I don’t normally eat things that look they’ve been stuck in the back of my fridge for a month. I decided to give celery root, or celeriac, a try anyway. It’s pretty nutritious and everyone says it makes a great addition to a healthy diet. Hard to believe since it looks like something my cat could have coughed up.
Celery root is used a lot as a potato substitute. It has less than half the calories of a potato and one third of the carbs (reference). However, nutrition wise, a cup of baked potato has about twice as much fiber, three times as much vitamin C, three times as much potassium and about the same amount of phosphorus. You’re only cutting calories and carbs by substituting celeriac, not adding nutrients. Celeriac is just less dense, with a higher water content than a potato. That’s helpful if you’re trying to lose weight, but not if you’re just trying to eat better.
One cup of celeriac has 1.5 grams of protein, 9 grams of carbs, 42 calories and 1.9 grams of fiber. Vitamin C – 5.6 mg, Potassium – 268 mg, Phosphorus – 102 mg
One medium baked potato has 4.33 grams of protein, 27 grams of carbs, 161 calories and 3.8 grams of fiber. Vitamin C – 16.6 mg, Potassium – 926 mg, Phosphorus – 121 mg
Since this furry cousin of celery is a root vegetable I’ve always passed at the store and never thought twice about. Today, I decided to purchase one and be brave.
Picking out a celery root is not that tough, if you can get past the hairy exterior. You want one that’s firm, has no fleshy or soft spots and looks uniform in color. Like a lot of vegetables, smaller ones don’t taste as woody as the large ones.
I had a problem at the checkout. The young guy ringing up my groceries looked at it and then to me and said, “What is this?”
“It’s celery root, or celeriac. I’m not sure what it’s listed under.”
“Oh. Is it supposed to look like this?”
“Well, I think so. They all look like that.”
He finally figured out how much to charge me. Celery root is more expensive than a potato. The one pictured above was $3. You can sometimes buy a whole bag of potatoes for that.
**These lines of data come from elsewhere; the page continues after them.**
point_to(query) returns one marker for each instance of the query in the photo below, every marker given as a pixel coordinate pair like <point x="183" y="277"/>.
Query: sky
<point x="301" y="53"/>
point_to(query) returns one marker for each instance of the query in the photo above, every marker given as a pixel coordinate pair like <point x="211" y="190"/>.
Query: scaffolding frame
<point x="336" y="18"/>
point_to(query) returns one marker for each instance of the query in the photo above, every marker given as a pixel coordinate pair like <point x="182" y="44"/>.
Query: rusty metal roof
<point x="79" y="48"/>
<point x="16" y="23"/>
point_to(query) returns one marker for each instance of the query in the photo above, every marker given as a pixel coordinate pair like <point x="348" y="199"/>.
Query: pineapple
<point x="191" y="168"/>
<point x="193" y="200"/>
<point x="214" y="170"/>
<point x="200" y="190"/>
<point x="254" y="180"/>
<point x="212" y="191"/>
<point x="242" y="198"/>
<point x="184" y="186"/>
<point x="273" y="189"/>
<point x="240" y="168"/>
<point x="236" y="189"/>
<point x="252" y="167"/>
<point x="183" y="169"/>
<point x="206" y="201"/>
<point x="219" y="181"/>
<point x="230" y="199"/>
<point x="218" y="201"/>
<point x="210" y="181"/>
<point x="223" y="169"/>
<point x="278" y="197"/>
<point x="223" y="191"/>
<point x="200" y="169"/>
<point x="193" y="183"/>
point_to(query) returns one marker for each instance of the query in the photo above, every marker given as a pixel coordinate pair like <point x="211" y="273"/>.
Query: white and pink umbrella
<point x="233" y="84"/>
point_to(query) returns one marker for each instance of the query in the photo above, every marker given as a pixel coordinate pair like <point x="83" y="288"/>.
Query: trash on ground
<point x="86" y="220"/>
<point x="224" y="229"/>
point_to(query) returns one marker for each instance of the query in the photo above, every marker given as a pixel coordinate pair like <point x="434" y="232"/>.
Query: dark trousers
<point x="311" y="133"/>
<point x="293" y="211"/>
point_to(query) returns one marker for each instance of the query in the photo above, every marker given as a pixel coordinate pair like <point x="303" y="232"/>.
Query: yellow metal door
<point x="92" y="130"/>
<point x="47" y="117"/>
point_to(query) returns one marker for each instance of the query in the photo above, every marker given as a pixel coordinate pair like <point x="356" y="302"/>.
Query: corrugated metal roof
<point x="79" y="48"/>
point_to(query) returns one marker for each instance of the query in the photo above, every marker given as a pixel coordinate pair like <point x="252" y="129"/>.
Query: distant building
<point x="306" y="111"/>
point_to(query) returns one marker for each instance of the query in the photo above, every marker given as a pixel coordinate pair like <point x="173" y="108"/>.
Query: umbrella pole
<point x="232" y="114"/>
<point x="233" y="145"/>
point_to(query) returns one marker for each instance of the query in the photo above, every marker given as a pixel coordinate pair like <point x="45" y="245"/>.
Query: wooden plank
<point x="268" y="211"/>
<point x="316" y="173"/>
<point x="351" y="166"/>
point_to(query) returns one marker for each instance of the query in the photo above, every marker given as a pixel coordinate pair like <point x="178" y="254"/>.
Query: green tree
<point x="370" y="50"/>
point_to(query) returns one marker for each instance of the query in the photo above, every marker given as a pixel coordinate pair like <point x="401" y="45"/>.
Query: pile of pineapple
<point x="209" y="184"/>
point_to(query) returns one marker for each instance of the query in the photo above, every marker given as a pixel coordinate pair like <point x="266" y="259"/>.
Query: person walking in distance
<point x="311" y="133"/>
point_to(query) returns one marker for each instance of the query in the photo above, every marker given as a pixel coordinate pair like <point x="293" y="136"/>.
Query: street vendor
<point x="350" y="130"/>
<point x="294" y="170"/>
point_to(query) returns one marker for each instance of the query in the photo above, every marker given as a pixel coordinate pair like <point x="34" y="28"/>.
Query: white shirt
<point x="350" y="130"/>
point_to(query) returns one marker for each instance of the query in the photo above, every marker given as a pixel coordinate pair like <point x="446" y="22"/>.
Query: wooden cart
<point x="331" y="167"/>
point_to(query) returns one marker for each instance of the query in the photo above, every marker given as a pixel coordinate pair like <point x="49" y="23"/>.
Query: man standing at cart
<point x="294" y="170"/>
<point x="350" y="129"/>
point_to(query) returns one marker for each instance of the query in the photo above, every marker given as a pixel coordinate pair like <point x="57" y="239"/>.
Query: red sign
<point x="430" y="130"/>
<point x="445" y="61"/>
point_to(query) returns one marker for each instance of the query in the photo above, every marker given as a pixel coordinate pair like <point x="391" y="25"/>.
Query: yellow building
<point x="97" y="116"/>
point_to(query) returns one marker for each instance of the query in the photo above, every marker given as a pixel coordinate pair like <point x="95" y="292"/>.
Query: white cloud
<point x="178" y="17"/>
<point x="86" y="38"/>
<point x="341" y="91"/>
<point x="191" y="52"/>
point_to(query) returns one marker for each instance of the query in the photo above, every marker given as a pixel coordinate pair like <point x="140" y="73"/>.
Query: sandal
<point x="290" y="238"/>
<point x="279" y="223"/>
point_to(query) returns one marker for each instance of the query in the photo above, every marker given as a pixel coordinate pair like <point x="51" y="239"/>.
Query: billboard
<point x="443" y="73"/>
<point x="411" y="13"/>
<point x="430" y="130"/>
To prepare celery root, you have to wash and peel the skin. I tasted a piece raw. The raw piece had a strong celery flavor, but when I sampled a cooked piece I barely detected it. I hate raw celery. This was actually much nicer. It has the flavor of celery but a nice, clean texture. It’s more like a turnip in texture, which is so much nicer than the stringy celery plant.
I think I could like this vegetable.
For my first experience in celery root, I decided to make a very plain soup. I like my first sampling to be pretty plain. I just used made my favorite leek soup, but used celery root instead of potatoes.
- 2 tablespoons butter
- Olive oil to coat pan
- 3 leeks (cleaned and chopped)
- 2 cloves garlic, minced
- 1 large celery root (peeled and cubed)
- 3 cups of chicken stock
- 2 cups of water (or to taste)
- Salt and Pepper to taste
- ½ cup whipping cream
- Heat stock pot with butter and olive oil. When heated, add leeks and cook for a few minutes before adding garlic. Cook until translucent.
- Add stock and celery root and simmer for about an hour. Check the celery root like you would a boiled potato. If you can pierce it with a fork, it’s done.
- Puree in a blender or use a stick blender until the desired consistency. I used my Vitamix. If the soup is too thick, which it probably will be, you can add the water (or add more stock if you want to). Season to taste.
- Add the whipping cream and put the soup back in the stock pot. Reheat gently on low heat.
I really liked the soup. It’s said celery root tends to take the flavor of what it’s cooked with, and this tasted as good as any leek soup I’ve ever had. Leek soup generally uses potato as a base, but leeks are such a powerful flavor. I always taste the texture of the potato more than the flavor. I can imagine spicing the soup up would make it even better. Also, if you really wanted a low fat soup, you could leave the whipping cream out.